Following Up – Thank You! Merci! Shukran!

After any encounter, if you want it go further than just someone you met somewhere, you need to follow up. These days a follow-up is almost done entirely on email.

Now, here is where many many leads are lost (I myself am quit guilty of this). We collect business cards, we collect emails and iffy LinkedIn contacts and are told and encouraged – follow up with me so we can connect further on <insert topic>. Sometimes, you are asked to follow up because there isn’t time at said event to discuss the topic in-depth. Other times, you are following up on an application (the hey, did you forget about me), or after an interview (the thank you note) or sometimes you need someone to take an action. I can tell you, out of the thousands of people I have spoken in front of and shared my contact information, less than 50 have followed up directly with me afterwards.
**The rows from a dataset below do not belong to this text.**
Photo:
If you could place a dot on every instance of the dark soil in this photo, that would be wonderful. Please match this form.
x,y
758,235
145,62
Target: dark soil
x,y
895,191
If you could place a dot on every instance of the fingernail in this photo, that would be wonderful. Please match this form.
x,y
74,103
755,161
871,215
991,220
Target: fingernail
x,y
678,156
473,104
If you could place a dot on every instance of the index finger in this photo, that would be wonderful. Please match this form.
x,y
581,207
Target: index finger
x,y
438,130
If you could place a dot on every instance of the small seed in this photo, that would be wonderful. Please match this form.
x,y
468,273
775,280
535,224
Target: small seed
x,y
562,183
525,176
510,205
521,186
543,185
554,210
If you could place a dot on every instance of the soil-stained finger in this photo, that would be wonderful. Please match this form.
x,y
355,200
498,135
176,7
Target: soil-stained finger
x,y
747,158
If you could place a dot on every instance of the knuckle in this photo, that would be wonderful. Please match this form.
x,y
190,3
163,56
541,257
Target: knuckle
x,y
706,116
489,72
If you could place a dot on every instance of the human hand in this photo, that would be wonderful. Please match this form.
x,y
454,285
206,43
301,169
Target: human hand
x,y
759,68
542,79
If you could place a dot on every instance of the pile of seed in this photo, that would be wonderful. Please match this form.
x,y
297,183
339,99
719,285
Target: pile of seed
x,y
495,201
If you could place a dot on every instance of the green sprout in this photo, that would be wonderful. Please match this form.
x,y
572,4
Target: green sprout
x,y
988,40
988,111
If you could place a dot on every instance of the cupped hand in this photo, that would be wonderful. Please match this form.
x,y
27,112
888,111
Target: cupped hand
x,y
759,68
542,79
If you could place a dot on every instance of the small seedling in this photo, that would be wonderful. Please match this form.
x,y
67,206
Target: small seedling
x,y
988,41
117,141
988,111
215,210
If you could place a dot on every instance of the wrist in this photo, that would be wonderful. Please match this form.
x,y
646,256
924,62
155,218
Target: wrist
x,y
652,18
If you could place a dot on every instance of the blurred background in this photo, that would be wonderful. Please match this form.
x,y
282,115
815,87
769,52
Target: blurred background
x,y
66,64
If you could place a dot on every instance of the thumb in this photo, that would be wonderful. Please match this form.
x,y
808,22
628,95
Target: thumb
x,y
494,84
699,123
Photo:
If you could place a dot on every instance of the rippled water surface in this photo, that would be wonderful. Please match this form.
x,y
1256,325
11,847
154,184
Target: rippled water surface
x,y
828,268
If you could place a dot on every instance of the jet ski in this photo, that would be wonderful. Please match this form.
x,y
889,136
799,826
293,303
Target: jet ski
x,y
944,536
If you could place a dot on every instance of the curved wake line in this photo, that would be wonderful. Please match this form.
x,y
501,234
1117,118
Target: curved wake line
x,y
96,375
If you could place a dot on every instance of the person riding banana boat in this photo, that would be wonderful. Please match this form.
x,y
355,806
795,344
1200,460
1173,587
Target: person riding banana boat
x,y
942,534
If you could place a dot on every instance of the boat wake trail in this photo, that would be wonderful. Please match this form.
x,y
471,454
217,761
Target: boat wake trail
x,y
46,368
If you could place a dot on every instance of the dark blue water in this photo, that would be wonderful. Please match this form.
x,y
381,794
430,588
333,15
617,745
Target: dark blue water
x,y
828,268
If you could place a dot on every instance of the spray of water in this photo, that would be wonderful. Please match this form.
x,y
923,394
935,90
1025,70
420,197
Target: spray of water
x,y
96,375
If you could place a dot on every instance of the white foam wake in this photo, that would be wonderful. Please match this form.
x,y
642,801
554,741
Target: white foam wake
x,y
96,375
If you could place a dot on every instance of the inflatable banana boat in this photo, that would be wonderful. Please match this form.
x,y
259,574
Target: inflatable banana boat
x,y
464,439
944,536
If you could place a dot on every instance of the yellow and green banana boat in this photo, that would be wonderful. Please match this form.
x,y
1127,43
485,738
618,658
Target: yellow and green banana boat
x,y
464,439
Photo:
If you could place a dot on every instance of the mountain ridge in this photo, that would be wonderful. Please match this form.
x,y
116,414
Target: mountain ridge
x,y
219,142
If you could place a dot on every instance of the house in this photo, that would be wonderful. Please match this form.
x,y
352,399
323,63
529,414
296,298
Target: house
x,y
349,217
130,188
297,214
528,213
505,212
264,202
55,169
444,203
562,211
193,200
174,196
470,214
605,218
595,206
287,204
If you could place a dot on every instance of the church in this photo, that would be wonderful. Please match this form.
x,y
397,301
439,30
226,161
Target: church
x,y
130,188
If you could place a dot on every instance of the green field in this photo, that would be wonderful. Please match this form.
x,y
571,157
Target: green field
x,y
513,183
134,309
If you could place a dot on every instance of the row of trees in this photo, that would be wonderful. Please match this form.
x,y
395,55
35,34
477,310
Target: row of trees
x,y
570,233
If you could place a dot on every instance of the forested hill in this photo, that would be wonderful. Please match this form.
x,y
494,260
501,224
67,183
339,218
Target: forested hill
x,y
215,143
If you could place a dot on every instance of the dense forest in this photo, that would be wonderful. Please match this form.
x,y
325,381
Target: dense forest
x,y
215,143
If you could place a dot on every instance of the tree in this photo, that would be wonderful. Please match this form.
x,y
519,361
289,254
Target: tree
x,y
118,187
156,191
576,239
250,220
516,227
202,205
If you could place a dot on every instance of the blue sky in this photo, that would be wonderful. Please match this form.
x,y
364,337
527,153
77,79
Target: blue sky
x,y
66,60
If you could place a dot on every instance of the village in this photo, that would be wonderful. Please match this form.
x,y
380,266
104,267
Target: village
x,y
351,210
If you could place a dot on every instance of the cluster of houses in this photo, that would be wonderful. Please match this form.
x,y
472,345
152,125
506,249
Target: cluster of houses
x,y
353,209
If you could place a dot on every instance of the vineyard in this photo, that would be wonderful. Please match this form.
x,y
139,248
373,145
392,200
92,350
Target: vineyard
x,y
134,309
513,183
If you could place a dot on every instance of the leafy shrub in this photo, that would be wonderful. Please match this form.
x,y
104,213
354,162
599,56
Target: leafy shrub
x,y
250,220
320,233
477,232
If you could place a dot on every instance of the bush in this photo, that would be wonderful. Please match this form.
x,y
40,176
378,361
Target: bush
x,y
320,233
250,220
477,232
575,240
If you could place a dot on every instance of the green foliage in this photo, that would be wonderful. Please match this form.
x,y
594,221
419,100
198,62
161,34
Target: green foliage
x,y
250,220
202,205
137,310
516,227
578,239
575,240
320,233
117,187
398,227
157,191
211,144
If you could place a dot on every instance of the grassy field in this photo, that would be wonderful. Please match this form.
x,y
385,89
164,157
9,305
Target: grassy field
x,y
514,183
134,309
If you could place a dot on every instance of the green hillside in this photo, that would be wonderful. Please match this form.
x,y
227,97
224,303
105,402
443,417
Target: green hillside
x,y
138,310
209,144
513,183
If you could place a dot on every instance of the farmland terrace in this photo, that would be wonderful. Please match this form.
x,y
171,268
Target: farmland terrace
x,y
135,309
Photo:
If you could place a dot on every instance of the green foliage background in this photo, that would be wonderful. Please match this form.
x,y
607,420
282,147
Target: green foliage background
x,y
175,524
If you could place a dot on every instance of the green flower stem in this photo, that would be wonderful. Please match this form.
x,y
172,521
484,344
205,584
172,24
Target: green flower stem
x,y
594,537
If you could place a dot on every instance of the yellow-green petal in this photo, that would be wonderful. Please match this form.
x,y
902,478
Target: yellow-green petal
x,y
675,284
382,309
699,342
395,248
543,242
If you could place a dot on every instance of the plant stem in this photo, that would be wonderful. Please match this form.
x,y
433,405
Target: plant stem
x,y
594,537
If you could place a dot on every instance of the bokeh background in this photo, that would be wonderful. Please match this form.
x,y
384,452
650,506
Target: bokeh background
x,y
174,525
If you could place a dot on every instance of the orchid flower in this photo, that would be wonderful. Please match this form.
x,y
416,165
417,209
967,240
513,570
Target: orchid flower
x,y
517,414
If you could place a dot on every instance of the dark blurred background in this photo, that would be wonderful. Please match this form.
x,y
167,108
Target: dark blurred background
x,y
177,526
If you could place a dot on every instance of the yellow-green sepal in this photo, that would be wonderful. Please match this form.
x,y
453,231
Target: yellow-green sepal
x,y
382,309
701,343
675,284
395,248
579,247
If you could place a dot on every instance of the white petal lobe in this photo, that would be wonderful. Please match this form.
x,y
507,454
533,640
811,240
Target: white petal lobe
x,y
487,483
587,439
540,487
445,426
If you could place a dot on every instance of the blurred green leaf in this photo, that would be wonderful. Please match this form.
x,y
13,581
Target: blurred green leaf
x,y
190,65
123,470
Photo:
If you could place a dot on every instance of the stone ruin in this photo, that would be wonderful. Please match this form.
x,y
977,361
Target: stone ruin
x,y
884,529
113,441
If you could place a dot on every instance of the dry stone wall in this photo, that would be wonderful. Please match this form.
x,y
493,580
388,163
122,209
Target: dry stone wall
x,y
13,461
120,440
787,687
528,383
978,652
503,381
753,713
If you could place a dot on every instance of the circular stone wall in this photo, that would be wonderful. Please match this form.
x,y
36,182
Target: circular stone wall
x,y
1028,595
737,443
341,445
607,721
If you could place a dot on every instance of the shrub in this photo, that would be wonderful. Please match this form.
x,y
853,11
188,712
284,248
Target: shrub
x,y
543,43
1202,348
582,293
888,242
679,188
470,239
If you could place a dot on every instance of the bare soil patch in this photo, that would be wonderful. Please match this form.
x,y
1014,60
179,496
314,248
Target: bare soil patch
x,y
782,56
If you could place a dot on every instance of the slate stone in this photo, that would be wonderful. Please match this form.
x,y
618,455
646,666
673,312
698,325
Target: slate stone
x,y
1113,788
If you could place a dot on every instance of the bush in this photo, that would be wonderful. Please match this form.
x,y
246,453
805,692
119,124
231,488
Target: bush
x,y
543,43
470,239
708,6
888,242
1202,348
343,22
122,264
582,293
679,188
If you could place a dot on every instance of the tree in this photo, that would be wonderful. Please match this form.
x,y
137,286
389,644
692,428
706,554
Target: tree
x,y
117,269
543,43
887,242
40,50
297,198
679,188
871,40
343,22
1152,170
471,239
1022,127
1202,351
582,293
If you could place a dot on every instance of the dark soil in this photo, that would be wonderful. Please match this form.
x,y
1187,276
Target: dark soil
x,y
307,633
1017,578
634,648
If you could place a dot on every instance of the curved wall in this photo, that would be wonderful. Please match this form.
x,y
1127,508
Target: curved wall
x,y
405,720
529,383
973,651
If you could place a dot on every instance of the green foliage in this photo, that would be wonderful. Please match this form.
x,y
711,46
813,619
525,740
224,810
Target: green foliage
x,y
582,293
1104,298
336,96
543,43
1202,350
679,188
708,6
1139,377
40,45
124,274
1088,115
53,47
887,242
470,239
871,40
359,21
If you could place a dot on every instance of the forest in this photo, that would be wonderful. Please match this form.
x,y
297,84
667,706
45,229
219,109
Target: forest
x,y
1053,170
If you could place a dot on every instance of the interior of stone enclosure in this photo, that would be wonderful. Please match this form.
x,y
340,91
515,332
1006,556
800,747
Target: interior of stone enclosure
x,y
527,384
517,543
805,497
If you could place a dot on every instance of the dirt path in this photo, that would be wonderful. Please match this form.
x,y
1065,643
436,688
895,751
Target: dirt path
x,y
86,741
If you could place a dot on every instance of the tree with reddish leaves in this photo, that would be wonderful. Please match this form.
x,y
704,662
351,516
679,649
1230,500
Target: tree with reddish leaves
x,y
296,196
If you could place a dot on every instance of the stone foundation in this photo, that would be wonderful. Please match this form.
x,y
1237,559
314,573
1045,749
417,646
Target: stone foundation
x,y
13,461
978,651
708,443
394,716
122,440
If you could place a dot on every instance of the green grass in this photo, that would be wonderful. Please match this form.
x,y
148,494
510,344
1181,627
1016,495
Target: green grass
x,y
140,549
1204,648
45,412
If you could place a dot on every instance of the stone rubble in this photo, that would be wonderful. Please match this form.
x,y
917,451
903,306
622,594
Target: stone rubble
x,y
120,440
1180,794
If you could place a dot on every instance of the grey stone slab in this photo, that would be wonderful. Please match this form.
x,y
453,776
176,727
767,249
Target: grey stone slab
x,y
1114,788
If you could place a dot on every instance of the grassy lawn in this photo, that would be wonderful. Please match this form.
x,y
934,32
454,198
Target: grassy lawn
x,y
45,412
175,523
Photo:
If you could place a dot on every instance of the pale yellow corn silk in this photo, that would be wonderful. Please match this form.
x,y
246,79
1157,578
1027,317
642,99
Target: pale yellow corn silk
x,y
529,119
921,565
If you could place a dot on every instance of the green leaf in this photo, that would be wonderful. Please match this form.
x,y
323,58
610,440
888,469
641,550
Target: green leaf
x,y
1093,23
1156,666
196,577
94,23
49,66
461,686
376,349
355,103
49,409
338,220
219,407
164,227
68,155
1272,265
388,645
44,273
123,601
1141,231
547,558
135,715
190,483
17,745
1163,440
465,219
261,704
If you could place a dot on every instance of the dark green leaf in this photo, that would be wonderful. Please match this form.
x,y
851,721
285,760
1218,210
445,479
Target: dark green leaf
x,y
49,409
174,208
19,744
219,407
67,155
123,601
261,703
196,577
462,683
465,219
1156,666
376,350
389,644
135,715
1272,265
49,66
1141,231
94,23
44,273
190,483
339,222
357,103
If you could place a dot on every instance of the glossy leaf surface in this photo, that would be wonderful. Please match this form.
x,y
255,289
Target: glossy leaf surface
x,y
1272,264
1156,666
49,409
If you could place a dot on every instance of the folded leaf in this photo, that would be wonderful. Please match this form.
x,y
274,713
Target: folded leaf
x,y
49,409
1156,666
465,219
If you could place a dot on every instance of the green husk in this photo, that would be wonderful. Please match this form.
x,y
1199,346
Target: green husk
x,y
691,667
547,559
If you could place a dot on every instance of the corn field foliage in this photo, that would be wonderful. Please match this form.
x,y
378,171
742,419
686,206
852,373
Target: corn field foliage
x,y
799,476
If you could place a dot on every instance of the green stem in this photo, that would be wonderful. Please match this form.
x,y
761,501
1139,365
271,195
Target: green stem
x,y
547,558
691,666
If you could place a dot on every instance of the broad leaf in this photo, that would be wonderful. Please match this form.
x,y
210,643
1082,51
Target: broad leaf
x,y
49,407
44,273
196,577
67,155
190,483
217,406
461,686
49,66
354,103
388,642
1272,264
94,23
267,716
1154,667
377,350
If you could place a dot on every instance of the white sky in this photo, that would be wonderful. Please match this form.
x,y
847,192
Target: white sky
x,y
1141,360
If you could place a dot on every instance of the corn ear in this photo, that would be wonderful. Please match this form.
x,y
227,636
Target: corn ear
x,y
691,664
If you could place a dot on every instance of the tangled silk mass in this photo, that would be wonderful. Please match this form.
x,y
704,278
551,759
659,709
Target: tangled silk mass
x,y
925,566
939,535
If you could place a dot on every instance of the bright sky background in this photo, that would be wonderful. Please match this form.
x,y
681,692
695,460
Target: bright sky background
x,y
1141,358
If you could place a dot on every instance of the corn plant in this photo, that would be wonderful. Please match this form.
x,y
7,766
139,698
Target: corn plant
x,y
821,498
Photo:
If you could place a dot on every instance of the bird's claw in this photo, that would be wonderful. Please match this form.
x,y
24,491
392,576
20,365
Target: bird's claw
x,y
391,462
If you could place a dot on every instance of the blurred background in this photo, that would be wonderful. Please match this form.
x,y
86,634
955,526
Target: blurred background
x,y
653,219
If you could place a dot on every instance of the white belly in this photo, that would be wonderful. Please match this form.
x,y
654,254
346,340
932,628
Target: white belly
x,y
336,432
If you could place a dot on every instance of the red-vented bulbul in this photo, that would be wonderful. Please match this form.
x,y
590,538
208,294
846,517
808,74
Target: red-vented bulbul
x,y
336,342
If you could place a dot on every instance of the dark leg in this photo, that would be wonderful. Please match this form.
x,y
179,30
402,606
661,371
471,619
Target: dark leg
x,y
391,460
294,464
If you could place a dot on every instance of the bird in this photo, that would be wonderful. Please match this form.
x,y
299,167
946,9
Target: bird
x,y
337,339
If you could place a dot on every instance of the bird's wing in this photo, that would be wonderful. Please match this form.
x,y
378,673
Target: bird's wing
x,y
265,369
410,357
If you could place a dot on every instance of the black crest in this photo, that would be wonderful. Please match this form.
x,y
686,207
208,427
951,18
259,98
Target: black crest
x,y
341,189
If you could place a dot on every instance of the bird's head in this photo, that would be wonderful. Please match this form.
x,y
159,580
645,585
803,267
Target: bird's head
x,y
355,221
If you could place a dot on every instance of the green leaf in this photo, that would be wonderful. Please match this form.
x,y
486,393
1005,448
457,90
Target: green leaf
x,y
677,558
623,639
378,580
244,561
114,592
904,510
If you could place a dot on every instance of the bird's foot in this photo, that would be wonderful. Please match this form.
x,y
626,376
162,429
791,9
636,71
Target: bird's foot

So, even before you read this post – commit to following up with everyone for a month.

However, all follow-ups contain a few key common elements.

First, remember that if you are following up, you have already had an encounter with the person. It’s a really wonderful thing to start off with a warm contact. This could be someone you met at a networking event, a speaker, an interviewer. In your note, make sure you indicate how you met and feel free to utilize something to help them jog their memory (I was the one who told the story about hand-gliding). I know it seems obvious, but depending on the length of time since your last point of contact, they may not remember you. It also sets the stage for how you will structure the rest of the message.

Second, keep it professional. I have heard story after story of how people lost the job, or ended the connection because they were “too familiar” with the person, or over-shared or something else that wasn’t professional. Generally, if you are following up, you want something from the person. You need them to do something for you (meet with you, hire you, etc.). This means pay attention to your grammar, and don’t say things like “Wow, it was great seeing that not all middle-aged people are blowhards.”

Third, think about the content of the email. This follow-up may be your last shot (if it’s a thank you note for example) or should set the tone. Do you want to highlight aspects of your experience, you didn’t get to talk about in the interview? This is where you need to be deliberate and specific about your request of the person. If you need an in-person meeting, then state that. If you need them to respond to something then state that too. However, if this is a follow-up from a networking event, this is NOT the time to ask them – hey, can you hire me. Or if you interviewed, this is NOT the time to ask “How did I do?” or “What are my chances?” If you aren’t the best writer, ask a friend to review the email before you send it. Before sending emails where I want a response, I often type a first draft. Wait at least an hour, come back and read it and then check – Is it clear? Does it have a specific ask? Does it outline what’s in it for them? Does it push my brand? Are there any typos? And be warm and friendly.

Last, don’t stalk the person. I have been a victim of the “professional stalk” and all it does it turn me off from wanting to help me. Remember that people are busy. You should allow at least one week for a response. As I said in my earlier post on The Cold Email, you don’t want to stalk people.